Time to Live
Module 1: Where is your time going

Meet Your Coach: Francine Kaye

Francine KayeFrancine is a Personal and Professional Life Coach and also an experienced Time Management Trainer.

She has drawn on her extensive knowledge of time management techniques and her experience of working with people who have very heavy and varied demands on their time to create this course.

Each week, we’ll be covering a different topic, designed to explode your personal productivity, achieve your goals and give you more time to live!

Recommendation

While all the material in this course is available to you right now, I strongly suggest that you complete each of the modules in order. Each module includes a number of exercises (“Actions of the week”) that require you to do some work!

You will get most benefit from the course by taking your time and completing all the exercises before moving forward to the next module.

Part One

Hello. This is your wake-up call.

Without wanting to alarm you excessively, let’s take a reality check right now.

Life expectancy, although on the increase, still stands at 70.

  • Living the full span gives you 840 months’ worth of time to ‘spend’ from birth.
  • A third is spent asleep.
  • By 35 years old, half your quota spent
  • You now have 280 waking months left to live.

And yet, how many people out there are sleepwalking their way through their lives, or watching the clock and wishing it was Friday?

Thankfully you are not among them, or you wouldn’t be taking this course. But it’s naive and irrational to assume that we have ‘all the time in the world’.

Life is extremely short. Time is our most precious commodity. Make a decision, right here and right now, not to waste another moment!

Part Two

Emotional time

Time is an emotion. Although we use the clock and calendar to measure time, does this really describe the essence of time? Ever wondered why time goes quickly when you are absorbed and slowly when you are bored?

When you do too much of what you don’t value, you get stressed, (an emotion) if you don’t do what you think you should you do, you may feel guilty, (a feeling). It’s all about your emotional response to what you are doing.

Part Three

Reaction management

It’s our minute-by-minute reactions to stuff that happen, based on our emotions that make an impact on our day. Remember the last time you were late for an important meeting, or for work. What state of mind were you in when you arrived?

Understanding your own emotional reactions to ‘what happens’ each day will be your greatest influence in deciding how to manage your time.

You must learn to separate what actually happens from what you make it mean. If you cannot change the ‘what happened’, change your reaction – the ‘what you make it mean’. The physical and emotional quality of your daily life is based entirely on your emotional reactions to what happens.

Part Four

Attention management

You are now entering a new time zone.

Here, the word ‘should’ does not exist. Everything in this zone is a ‘must’ not a ‘should’. Those who use ‘should’, die of that sad, wasting disease known as ‘I should’ve been’!

There is no more physical time for any of us. People who are successful with time will tell you that you must spend your time focusing on what’s most important at any given moment.

Since what you focus on is simply what you pay attention to, you must become aware of some important distinctions.

You must know the difference between Vital v Urgent.

  • The doorbell rings during your weekly family dinner – is it urgent?
  • Your boss wants an item now, is that urgent?
  • Is faxing over details to client now because that’s what he asked for urgent?

‘Not necessarily’, I hear you say. Yes! It’s all urgent.

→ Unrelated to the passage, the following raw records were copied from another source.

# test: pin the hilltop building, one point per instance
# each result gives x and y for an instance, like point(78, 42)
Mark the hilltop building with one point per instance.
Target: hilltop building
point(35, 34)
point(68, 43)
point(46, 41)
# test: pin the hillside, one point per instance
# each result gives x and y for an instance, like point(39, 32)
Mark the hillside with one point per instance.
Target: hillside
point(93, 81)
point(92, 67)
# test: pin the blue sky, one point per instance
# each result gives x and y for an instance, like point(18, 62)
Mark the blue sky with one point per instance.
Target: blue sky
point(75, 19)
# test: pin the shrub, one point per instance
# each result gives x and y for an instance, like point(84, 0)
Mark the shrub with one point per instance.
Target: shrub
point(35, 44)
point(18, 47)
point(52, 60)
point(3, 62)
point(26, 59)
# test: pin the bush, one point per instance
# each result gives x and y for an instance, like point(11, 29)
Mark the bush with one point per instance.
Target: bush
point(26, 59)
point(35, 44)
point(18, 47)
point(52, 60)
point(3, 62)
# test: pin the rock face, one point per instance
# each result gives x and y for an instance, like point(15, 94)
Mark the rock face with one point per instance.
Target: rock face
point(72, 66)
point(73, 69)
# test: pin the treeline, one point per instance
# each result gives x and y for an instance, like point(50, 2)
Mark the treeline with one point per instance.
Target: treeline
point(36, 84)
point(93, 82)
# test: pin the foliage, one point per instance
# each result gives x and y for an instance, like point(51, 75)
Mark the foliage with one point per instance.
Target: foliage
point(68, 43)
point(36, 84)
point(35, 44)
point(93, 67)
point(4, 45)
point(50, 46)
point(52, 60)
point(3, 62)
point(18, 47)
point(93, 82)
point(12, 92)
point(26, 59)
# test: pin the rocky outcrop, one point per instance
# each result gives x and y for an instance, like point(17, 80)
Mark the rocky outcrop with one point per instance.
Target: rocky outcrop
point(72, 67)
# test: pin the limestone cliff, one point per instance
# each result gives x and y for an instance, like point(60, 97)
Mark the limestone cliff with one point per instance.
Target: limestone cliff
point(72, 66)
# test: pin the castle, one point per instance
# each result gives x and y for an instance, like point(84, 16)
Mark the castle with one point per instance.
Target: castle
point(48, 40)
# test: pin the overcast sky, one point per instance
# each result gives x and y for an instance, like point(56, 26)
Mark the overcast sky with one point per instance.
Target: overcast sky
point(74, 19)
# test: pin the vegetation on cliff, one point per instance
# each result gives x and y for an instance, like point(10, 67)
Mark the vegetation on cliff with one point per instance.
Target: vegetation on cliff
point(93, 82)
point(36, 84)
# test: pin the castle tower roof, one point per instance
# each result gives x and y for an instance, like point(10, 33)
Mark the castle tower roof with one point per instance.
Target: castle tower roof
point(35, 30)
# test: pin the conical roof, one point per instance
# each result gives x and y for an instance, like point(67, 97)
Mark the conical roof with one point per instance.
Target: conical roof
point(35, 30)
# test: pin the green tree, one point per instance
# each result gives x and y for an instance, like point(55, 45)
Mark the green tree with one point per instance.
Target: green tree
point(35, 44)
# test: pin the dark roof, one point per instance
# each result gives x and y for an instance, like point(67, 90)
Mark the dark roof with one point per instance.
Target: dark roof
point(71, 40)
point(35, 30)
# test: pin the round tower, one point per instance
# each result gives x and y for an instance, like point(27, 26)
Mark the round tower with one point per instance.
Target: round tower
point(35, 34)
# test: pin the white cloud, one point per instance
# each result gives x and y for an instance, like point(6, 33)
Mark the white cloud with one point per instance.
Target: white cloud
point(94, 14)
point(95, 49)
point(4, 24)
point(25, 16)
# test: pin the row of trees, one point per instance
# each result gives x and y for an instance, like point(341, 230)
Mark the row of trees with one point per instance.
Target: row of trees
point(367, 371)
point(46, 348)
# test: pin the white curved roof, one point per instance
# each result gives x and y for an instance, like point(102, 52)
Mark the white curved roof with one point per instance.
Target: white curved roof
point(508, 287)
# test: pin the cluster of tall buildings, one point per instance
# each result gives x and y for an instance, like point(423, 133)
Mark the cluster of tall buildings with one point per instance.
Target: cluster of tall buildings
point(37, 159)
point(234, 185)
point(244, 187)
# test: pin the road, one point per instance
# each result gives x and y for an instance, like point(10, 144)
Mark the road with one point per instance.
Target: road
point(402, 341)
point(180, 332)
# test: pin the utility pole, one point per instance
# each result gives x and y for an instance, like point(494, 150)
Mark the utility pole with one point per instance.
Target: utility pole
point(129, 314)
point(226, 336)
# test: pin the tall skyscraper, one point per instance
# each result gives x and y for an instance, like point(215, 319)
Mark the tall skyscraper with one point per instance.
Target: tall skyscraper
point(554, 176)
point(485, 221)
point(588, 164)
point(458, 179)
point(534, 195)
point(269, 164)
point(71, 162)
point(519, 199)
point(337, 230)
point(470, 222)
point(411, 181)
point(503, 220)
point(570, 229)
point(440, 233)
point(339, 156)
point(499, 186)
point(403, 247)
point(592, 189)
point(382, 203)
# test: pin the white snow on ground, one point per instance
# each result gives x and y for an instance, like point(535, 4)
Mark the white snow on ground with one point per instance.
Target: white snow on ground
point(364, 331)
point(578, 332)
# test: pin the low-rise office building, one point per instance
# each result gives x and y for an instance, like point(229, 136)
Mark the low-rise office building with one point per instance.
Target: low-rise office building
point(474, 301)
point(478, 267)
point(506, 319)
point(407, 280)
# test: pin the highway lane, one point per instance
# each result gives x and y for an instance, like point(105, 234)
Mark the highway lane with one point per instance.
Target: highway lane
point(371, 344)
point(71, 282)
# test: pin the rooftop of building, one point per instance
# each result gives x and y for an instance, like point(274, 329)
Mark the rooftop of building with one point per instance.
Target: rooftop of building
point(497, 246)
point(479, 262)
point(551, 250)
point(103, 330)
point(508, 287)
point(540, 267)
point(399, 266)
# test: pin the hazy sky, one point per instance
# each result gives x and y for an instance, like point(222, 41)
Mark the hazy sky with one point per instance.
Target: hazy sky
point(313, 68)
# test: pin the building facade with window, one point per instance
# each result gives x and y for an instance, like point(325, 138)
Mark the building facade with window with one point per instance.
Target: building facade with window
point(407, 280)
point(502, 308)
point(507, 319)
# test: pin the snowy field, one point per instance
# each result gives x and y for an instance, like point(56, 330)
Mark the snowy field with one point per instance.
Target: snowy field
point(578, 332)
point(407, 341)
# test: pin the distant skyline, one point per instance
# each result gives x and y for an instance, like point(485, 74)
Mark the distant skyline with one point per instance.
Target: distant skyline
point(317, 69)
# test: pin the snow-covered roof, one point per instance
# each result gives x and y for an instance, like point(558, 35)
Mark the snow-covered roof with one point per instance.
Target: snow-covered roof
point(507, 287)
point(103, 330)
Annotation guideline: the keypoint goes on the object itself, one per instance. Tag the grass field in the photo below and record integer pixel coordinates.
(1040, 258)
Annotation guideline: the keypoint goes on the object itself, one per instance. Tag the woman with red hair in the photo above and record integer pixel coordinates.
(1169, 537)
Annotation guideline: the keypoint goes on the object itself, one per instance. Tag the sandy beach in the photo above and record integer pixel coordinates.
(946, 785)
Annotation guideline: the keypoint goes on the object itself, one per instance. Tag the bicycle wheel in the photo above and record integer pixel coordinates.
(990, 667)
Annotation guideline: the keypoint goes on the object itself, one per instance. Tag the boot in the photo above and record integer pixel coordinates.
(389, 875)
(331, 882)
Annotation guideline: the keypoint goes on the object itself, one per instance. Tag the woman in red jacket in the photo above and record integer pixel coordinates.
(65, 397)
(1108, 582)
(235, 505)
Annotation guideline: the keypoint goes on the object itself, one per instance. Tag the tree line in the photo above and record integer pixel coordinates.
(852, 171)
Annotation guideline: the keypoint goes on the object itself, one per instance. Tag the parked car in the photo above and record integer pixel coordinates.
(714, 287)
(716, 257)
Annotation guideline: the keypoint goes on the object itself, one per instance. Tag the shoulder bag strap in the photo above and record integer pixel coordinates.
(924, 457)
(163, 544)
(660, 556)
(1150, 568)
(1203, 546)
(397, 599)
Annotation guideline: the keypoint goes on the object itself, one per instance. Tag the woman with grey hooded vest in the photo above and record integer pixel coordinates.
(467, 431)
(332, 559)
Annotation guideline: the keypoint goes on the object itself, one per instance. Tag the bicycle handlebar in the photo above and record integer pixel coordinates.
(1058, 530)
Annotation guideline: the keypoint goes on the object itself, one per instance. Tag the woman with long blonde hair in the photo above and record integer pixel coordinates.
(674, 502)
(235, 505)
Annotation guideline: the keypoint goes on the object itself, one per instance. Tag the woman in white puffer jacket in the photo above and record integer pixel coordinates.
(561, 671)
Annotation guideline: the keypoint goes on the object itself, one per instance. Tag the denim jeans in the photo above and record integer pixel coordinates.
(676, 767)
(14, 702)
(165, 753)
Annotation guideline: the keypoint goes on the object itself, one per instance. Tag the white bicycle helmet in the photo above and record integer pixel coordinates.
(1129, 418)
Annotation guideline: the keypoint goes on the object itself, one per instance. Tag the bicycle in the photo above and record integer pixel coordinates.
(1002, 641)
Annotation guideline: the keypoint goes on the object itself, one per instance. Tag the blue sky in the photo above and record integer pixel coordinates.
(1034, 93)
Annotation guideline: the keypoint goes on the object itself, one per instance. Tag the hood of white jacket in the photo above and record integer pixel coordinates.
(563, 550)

Anything that happens right now, in the moment, is urgent. The real skill comes in defining whether it’s important or not and then responding effectively.

Part Five

Making distinctions

Before every task you undertake this week, ask yourself is it:

  • Urgent
  • Urgent and Important
  • Important
  • Not urgent and not important

The more often you ask yourself the question, the clearer you’ll be in your own mind. And once you’re clear in your mind, you can decide what action to take.

Action!

Actions of the Week

There is just one action item this week – but it is a vital first step, so please don’t move on until you have completed it.

I want you to keep a time log for at least five consecutive days, so we know exactly where and how you spend your time. Draw up a table using these headings or create your own. Be meticulous in recording everything for at least five days.

For example:

Time Task/Activity Time Completed Comments
9.30 Planning Day 9.45 I know where to focus today

By doing this you will raise your daily awareness of your own emotional reactions; how you make your decisions and the actions you decide to take.

You’ll have the invaluable tools needed for Week 2 when you’ll learn the importance of planning and prioritising.